Cuando el viajero que viene en la R2 Nord desde La Llagosta, Mollet, Granollers, Sant Celoni u otro municipio del Vallès llega a la estación de Montcada i Reixac se tiene que bajar del tren, salir de la estación y caminar hasta la estación de Montcada i Reixac-Manresa para seguir su trayecto hasta Barcelona a bordo de la línea R4. El camino incluye el paso por un angosto túnel bajo las vías incapaz de absorber al gran volumen de pasajeros que llega de golpe.
Según Renfe, el trayecto a pie se hace en cuatro minutos. Quizás alguien en buen estado de forma y con mucha prisa lo haga en ese tiempo, pero la realidad es que entre bajar del tren, salir del andén, caminar tres calles de Montcada y llegar a la otra estación, fácilmente se tarda ocho o diez minutos. Evidentemente, a ese tiempo hay que sumarle la espera hasta que pase el siguiente tren.

Renfe considera que esta opción es más rápida que el típico servicio alternativo con autocares supliendo el trayecto cortado ya que las obras de la Meridiana complican y alargan el tiempo de entrada a Barcelona por carretera.
Entre los viajeros afectados hay los que se conocen el camino de cortes anteriores en los que ya fue esta la solución. A los que les pilla por sorpresa y no se lo esperaban, se dejan llevar por la masa de pasajeros que va de una estación a otra. Tanto los habituales como los esporádicos coinciden en la sensación de que cuando no es una cosa, es otra y que ser usuario de Rodalies es un calvario mucho peor que trabajar en julio.
En hora punta hubo gente que renunció a subirse a unos vagones en los que ya no cabía nadie más. Pero las aglomeraciones se dieron durante todo el día, no solo a primera hora. A media mañana era considerable el número de pasajeros que se agolpaban en el andén, donde se sumaban los habituales de la R4 y los refugiados de la R2. La situación desesperó a los afectados, que tanto el jueves como este viernes lo han llevado con resignada civilización, a excepción de un pasajero que perdió los papeles y fue protagonista de un vídeo viral.
La plataforma Salvem l’R2 Nord denuncia que las obras no van acompañadas de un plan de contingencia
“Llueve sobre mojado en una línea que en los últimos tres años ha empeorado mucho y con frecuencias más bajas que hace 30 años pese a tener el doble de viajeros”, lamentan desde la plataforma Salvem l’R2 Nord. En esta línea había unas 63.000 validaciones diarias el año pasado, una cifra que desde enero es más baja y ahora con mucha gente de vacaciones aún más.

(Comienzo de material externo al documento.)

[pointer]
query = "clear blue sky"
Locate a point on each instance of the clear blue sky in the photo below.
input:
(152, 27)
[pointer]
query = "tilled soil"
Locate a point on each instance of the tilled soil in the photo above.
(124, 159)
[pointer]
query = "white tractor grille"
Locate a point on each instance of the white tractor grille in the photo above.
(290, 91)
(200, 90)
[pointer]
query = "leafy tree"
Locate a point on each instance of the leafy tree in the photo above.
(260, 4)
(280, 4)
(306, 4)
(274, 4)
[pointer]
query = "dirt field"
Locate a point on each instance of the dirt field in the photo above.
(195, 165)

A los miembros de la entidad que reclama mejoras en esta línea de Rodalies, el descontrol vivido desde el miércoles les deja “la sensación de que no había un plan de contingencia preparado por si había que cortar la línea en algún momento”.
Por su parte, los alrededor de 10.000 viajeros diarios de la línea regional R11, que conecta Barcelona con Girona, Figueres y Portbou, disponen de dos alternativas. La incómoda, subirse a un autocar en Granollers hasta la estación barcelonesa de Sant Andreu. La más cómoda, subirse a un tren Avant en Girona o Figueres. Renfe ha aumentado el número de plazas para absorber a los viajeros afectados, aunque el número de trenes es limitado.

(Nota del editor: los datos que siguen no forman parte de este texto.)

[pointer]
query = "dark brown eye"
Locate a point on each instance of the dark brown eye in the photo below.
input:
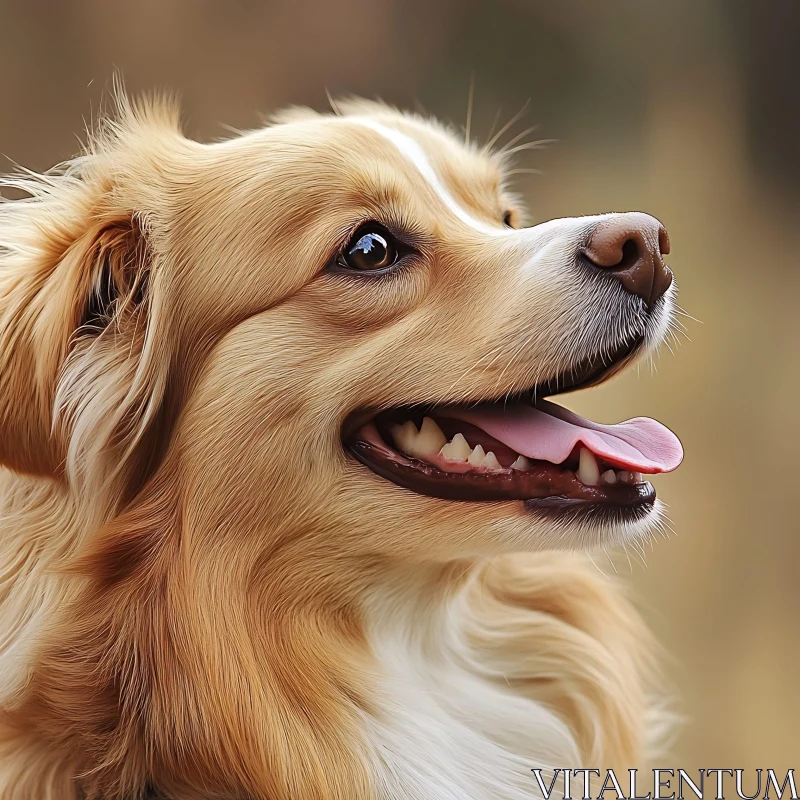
(371, 248)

Los responsables del Administrador de Infraestructuras Ferroviarias (Adif) tienen previsto actualizar a lo largo del sábado la situación del socavón de Montcada. Este viernes se han negado a hacerlo. Por su parte, la consellera de Territori, Sílvia Paneque, que no acompañó al secretario de Estado, José Antonio Santano, en su visita al lugar de los hechos el jueves, se ha limitado a decir un día después que el objetivo es restablecer el servicio “con la máxima celeridad posible” y ha insistido en que “no se ha percibido ningún movimiento” en los edificios más cercanos al socavón.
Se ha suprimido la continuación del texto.